Background & Motivation¶

Background: Monocular 3D detection (Cube R-CNN, OVMono3D, DetAny3D) can already predict 3D boxes from single images or pre-scanned point clouds, with increasing open-vocabulary capabilities. However, the real world consists of streaming videos, necessitating "stable and consistent 3D boxes across continuous frames."

Limitations of Prior Work: Applying single-frame detectors frame-by-frame leads to independent predictions without temporal modeling. When converting 3D boxes from each frame to a global coordinate system, they often conflict, resulting in significant jitter and temporal inconsistency. Another approach involves multi-stage pipelines—single-frame detection, followed by tracking, and then 3D association/fusion—which are architecturally cumbersome and prone to error propagation through cascaded stages. Spatiotemporal detection methods in autonomous driving typically cover only a few categories and lack open-vocabulary capabilities.

Key Challenge: The need to accurately detect objects in newly arrived frames while maintaining long-term memory and global consistency. Neither "frame-by-frame independent" nor "multi-stage post-processing" paradigms simultaneously solve these goals. A more fundamental bottleneck is the lack of large-scale datasets with continuous and reliable 3D box annotations, as spatiotemporal labeling costs are extremely high.

Goal: (1) Construct a large-scale 4D dataset with spatiotemporally aligned 3D box annotations; (2) Design a temporal modeling mechanism capable of maintaining long-term memory while accurately detecting objects in the current frame; (3) Handle sequences of arbitrary length and output stable and consistent 3D detections under dynamic viewpoint changes.

Key Insight: Rather than stacking multi-stage post-processing, it is better to let an end-to-end model directly predict globally consistent 3D boxes from sequence inputs—integrating temporal consistency into the network architecture and loss functions rather than fixing it after the fact.

Core Idea: Use a "Causal Spatiotemporal Decoder + Multi-task Heads + Consistency Loss" to end-to-end regress globally consistent 3D boxes directly from RGB sequences. This is supported by an adaptive bounding box annotation pipeline that accumulates training data.

Method¶

Overall Architecture¶

DetAny4D receives an RGB sequence and extracts features frame-by-frame using pre-trained foundation models. After injecting these into a unified 3D space, it aggregates them across frames using a spatiotemporal decoder. Multi-task heads then output 3D boxes that are temporally consistent and defined within the global coordinate system of each frame. The entire pipeline is end-to-end: there is no independent tracker or post-hoc 3D association; temporal consistency is guaranteed by the structural constraints of causal attention and consistency losses.

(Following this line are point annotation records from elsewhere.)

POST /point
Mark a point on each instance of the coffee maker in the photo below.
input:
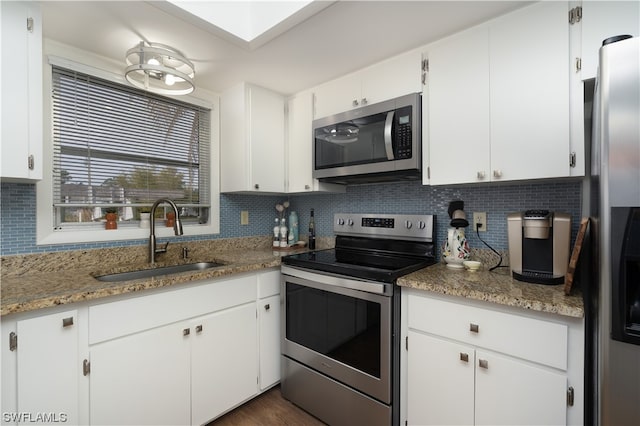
(539, 246)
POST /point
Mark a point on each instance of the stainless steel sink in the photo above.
(155, 272)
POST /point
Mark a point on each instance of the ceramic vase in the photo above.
(455, 249)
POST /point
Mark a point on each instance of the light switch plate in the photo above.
(480, 217)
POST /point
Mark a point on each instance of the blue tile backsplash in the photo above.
(18, 210)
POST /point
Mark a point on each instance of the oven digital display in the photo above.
(376, 222)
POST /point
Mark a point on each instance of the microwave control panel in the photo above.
(403, 134)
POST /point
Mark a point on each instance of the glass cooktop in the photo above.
(363, 264)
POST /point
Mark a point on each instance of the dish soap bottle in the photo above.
(312, 232)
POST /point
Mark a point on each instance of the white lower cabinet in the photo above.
(224, 362)
(40, 369)
(467, 365)
(141, 379)
(168, 356)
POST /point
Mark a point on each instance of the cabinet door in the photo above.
(398, 76)
(601, 20)
(510, 392)
(21, 87)
(457, 107)
(440, 381)
(48, 366)
(300, 143)
(529, 78)
(224, 369)
(338, 95)
(300, 148)
(269, 323)
(142, 379)
(266, 135)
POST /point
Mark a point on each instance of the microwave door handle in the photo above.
(388, 140)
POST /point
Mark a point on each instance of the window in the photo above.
(119, 148)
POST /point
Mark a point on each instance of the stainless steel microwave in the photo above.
(375, 143)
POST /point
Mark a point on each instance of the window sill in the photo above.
(125, 233)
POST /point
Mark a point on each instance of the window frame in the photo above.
(45, 220)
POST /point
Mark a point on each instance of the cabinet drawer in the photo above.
(536, 340)
(117, 319)
(268, 283)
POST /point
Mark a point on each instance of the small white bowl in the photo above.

The framework is supported by two main components: an offline data pipeline—the DA4D data generation pipeline, which filters physically plausible, adaptively accumulated global 3D boxes from RGB sequences with poses recorded in a simulator; and an online model pipeline—Feature Extractor → Geometry-aware Spatiotemporal Decoder → Multi-task Heads. The relationship is shown below:

%%{init: {'flowchart': {'rankSpacing': 24, 'nodeSpacing': 28, 'padding': 6, 'wrappingWidth': 400}}}%%
flowchart TD
    A["RGB Sequence Input"] --> B["Feature Extractor<br/>SAM + DINO + UniDepth"]
    B --> C["Geometry-aware Spatiotemporal Decoder<br/>3× Causal Attention Blocks + Geometric Control"]
    C --> D["Multi-task Heads<br/>Depth/Camera/Pose/3D Box"]
    D --> E["Globally Consistent 3D Box Output"]
    F["DA4D Dataset &<br/>B-box Adaptive Annotation"] -.Training GT.-> D
    G["Sequence Training Strategy &<br/>Consistency Loss"] -.Supervision.-> D

Key Designs¶

1. DA4D Dataset & Adaptive B-box Annotation: Solving the Root Problem of Missing Reliable 3D Supervision

A major bottleneck for 4D detection has been the lack of large-scale datasets with temporally aligned 3D boxes, as manual annotation is prohibitively expensive. The authors used the Habitat simulator to drive a robot in a random walk, recording RGB sequences with depth and camera poses. These were cut into overlapping fixed-length segments. The overlap is intentional, allowing the same object to have diverse initial visibilities (e.g., gradually moving out of view or entering from off-screen) to force the model to handle visibility changes.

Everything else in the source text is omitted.